WASHINGTON — The Federal Reserve Board's decision to extend investment banks' access to the discount window keeps open a facility none of those institutions has tapped for weeks.

One reason for that reluctance, observers said, is the possibility that borrowing would mean more intense regulatory supervision.

The Fed's reluctance to shut the window, however, may demonstrate just how important that facility is to maintaining the investment banks' access to liquidity that otherwise might not be so readily available.

"By keeping the discount window open, you reduce the likelihood investment banks would need it," said Oliver Ireland, a former Fed official and now a partner at Morrison & Foerster LLP. "By closing it, you increase the likelihood that they need it. So you want to keep it open."

The move parallels actions by Treasury Secretary Henry Paulson to boost confidence in the government-sponsored enterprises. Mr. Paulson asked Congress to grant the Treasury unlimited authority to invest in the GSEs' debt and equity — but said he would most likely never need to use it. The added power alone would soothe jittery markets, he said.

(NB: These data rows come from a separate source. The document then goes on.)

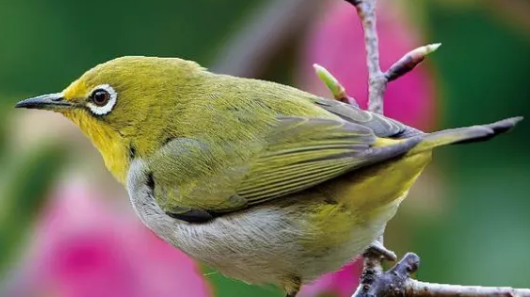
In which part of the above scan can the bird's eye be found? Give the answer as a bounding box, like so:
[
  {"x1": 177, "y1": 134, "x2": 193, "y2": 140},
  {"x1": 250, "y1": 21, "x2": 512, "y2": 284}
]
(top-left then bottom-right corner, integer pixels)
[
  {"x1": 92, "y1": 89, "x2": 110, "y2": 106},
  {"x1": 86, "y1": 85, "x2": 118, "y2": 116}
]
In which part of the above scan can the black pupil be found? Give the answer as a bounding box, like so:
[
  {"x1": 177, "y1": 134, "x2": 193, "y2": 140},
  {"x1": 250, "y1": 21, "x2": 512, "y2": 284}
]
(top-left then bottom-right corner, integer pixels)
[{"x1": 92, "y1": 90, "x2": 110, "y2": 106}]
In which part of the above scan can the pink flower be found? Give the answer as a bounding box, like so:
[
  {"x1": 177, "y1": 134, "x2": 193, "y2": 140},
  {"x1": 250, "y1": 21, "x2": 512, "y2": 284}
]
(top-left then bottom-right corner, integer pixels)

"If you've got a bazooka, and people know you've got it … you're not likely to [have to] take it out," Mr. Paulson said during a hearing this month on the GSE backstop plan.

The central bank also took other steps Wednesday designed to ensure continued liquidity. It said it would offer 84-day loans through its Term Auction Facility, which was set up late last year to let commercial banks bid for cash. The longer-term loans would be in addition to the current 28-day loans, the central bank said.

That move came in response to demand from commercial bankers for longer-term funding, observers said.

"It responds to growing pressure from the market," said Karen Shaw Petrou, managing partner of Federal Financial Analytics Inc.

As it did with the primary dealer credit facility, which gives discount window access to investment banks, the Fed also extended the term-securities lending facility through Jan. 30, 2009. The TSLF was set up on March 11 to allow investment banks to bid for Treasury securities in weekly auctions.

In addition to the $200 billion of Treasury securities that may be offered through the TSLF, the central bank said it had authorized the Federal Reserve Bank of New York to auction options through the program. The Fed said it intends to offer those options before periods that "are typically characterized by elevated stress in financial markets, such as quarter ends."

Under the options program, up to $50 billion of draws on TSLF using options may be outstanding at any time, the central bank said.

The Fed said it needed to make the changes "in light of continued fragile circumstances in financial markets."

Overall, observers said it was clear the Fed was girding for further problems ahead.

"It's a sign that the Federal Reserve and the federal government continue to understand that the crisis isn't over," said Jaret Seiberg, an analyst with Stanford Group Co. "The biggest worry that many on the street had was that the federal government would declare victory prematurely and pull away support while it was still needed."

Ms. Shaw Petrou said: "August is a difficult month. The markets are in some ways even easier to shock in August, because if everybody is at the beach, those left answering the phones are easier to spook."

The extension of the discount window for investment banks drew particular praise.

"The availability of this potential liquidity reassures the market, and provides a backstop that, because of its mere presence, makes it less likely to be utilized," said Tim Ryan, the president and chief executive of the Securities Industry and Financial Markets Association, in a press release.

The central bank made the decision in March to open the window to investment banks after it helped rescue Bear Stearns Cos. Many in the market said other investment banks could collapse because of a loss of confidence in the institutions that was causing funding sources to dry up.

In the weeks that followed, investment banks drew heavily on the window. By the end of their first week at the discount window, investment banks had taken on $28.8 billion of loans, much of which likely was related to the Bear rescue. The borrowing grew to $37.023 billion a week later but then began a steady decline. It inched up again, to $8.52 billion on June 11, but dropped to $1.69 billion by June 26.

After that point, no investment banks drew on the window as other funding sources proliferated. Several observers also said investment banks began to avoid using the window because of the fear of future Fed regulation. Lawmakers and Mr. Paulson have said that if investment banks have permanent access to the discount window, they must face stricter supervision. House Financial Services Committee Chairman Barney Frank has made it clear the issue is at the top of his 2009 agenda.

But most observers have said it is too late to stop tighter regulations. Even if the Fed tried to close access to the discount window for investment banks next year, the market would continue to believe it would be available when needed.

"The world changed when they did that," Mr. Ireland said. "I don't see how you reconstruct that egg. The egg is broken."